In Search for Architectures and Loss Functions in Multi-Objective Reinforcement Learning
Mikhail Terekhov, Caglar Gulcehre
TL;DR
The paper tackles MORL by proposing Dynamic MORL (DMORL), which conditions a single policy on objective weights α ∈ Δ_K to cover the Pareto front. It introduces two on-policy methods, MOPPO (multi-objective PPO) and MOA2C, and studies three actor-critic architectures (Multi-body, Merge net, Hypernetwork) with PopArt normalization and entropy-control to stabilize learning. Through experiments on MO-Gym benchmarks Deep Sea Treasure, Minecart, and Reacher, MOPPO generally achieves higher hypervolume and better Pareto-front coverage than baselines like Pareto Conditioned Networks and Envelope Q-learning, especially in stochastic settings.
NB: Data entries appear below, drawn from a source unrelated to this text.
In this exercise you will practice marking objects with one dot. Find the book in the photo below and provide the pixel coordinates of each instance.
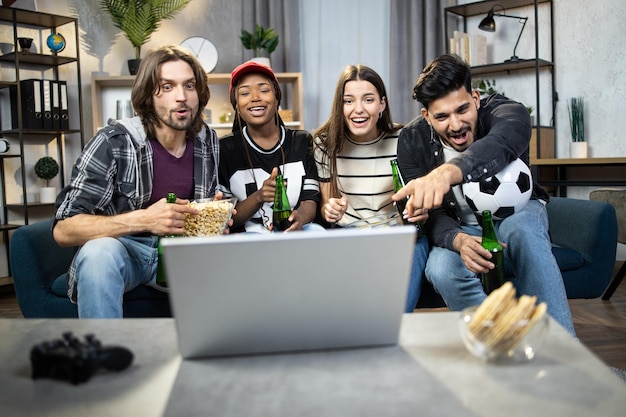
(56, 109)
(31, 95)
(65, 120)
(46, 98)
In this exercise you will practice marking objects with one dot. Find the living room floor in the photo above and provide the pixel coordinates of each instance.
(600, 325)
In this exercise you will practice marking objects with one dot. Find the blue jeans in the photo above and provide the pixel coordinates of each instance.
(108, 267)
(420, 254)
(528, 257)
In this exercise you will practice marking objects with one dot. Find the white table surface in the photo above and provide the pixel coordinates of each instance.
(430, 373)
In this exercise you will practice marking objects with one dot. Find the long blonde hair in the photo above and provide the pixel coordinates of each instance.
(330, 136)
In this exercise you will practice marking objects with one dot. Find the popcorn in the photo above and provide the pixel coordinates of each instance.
(212, 219)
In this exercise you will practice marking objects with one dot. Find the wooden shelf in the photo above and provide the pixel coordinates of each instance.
(27, 17)
(508, 66)
(483, 7)
(37, 59)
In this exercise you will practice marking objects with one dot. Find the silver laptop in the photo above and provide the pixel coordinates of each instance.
(285, 292)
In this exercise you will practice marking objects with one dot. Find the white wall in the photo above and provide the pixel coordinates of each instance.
(589, 56)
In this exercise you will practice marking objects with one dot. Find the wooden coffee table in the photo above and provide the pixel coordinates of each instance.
(430, 373)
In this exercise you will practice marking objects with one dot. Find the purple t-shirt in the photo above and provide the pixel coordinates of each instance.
(171, 174)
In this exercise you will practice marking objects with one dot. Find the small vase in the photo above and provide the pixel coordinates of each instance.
(578, 149)
(47, 195)
(262, 60)
(133, 66)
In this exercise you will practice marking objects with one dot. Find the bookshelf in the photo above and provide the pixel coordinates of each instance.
(544, 134)
(28, 140)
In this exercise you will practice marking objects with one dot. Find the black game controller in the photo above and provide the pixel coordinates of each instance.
(70, 359)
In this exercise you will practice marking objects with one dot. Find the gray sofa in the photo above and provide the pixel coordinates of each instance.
(584, 234)
(584, 241)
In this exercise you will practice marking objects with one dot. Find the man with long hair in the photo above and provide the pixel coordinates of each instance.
(114, 207)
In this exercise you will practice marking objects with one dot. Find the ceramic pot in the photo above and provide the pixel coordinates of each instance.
(25, 44)
(133, 66)
(578, 149)
(47, 194)
(262, 60)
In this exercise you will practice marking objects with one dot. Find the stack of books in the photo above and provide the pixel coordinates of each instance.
(471, 48)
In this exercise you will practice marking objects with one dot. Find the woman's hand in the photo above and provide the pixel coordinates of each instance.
(334, 210)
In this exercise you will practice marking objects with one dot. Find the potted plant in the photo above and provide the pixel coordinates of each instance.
(486, 87)
(139, 19)
(578, 147)
(47, 168)
(262, 39)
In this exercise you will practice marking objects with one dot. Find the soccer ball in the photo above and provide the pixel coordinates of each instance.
(503, 194)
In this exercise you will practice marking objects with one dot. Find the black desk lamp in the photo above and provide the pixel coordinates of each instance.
(489, 24)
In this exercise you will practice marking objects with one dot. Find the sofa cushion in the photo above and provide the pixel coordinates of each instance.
(568, 259)
(59, 288)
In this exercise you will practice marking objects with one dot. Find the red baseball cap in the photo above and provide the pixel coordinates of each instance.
(252, 67)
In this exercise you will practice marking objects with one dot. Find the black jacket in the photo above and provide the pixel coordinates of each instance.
(503, 134)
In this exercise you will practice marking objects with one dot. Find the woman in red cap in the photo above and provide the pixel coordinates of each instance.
(259, 148)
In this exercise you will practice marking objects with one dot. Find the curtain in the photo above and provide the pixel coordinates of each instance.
(416, 37)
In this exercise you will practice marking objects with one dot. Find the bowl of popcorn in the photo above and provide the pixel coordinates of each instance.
(504, 328)
(212, 219)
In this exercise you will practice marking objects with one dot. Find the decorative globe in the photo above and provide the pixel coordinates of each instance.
(56, 42)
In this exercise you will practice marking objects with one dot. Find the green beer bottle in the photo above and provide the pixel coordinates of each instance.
(282, 209)
(161, 278)
(398, 183)
(492, 279)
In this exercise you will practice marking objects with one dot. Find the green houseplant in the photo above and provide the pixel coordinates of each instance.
(139, 19)
(47, 168)
(262, 39)
(578, 146)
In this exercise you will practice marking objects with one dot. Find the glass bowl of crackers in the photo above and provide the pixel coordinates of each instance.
(212, 219)
(504, 328)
The work provides practical insights for building scalable, architecture-aware MORL systems, while noting limitations such as reliance on linear scalarization and the absence of theoretical convergence guarantees.
Abstract
Multi-objective reinforcement learning (MORL) is essential for addressing the intricacies of real-world RL problems, which often require trade-offs between multiple utility functions. However, MORL is challenging due to unstable learning dynamics with deep learning-based function approximators. The research path most taken has been to explore different value-based loss functions for MORL to overcome this issue. Our work empirically explores model-free policy learning loss functions and the impact of different architectural choices. We introduce two different approaches: Multi-objective Proximal Policy Optimization (MOPPO), which extends PPO to MORL, and Multi-objective Advantage Actor Critic (MOA2C), which acts as a simple baseline in our ablations. Our proposed approach is straightforward to implement, requiring only small modifications at the level of function approximator. We conduct comprehensive evaluations on the MORL Deep Sea Treasure, Minecart, and Reacher environments and show that MOPPO effectively captures the Pareto front. Our extensive ablation studies and empirical analyses reveal the impact of different architectural choices, underscoring the robustness and versatility of MOPPO compared to popular MORL approaches like Pareto Conditioned Networks (PCN) and Envelope Q-learning in terms of MORL metrics, including hypervolume and expected utility.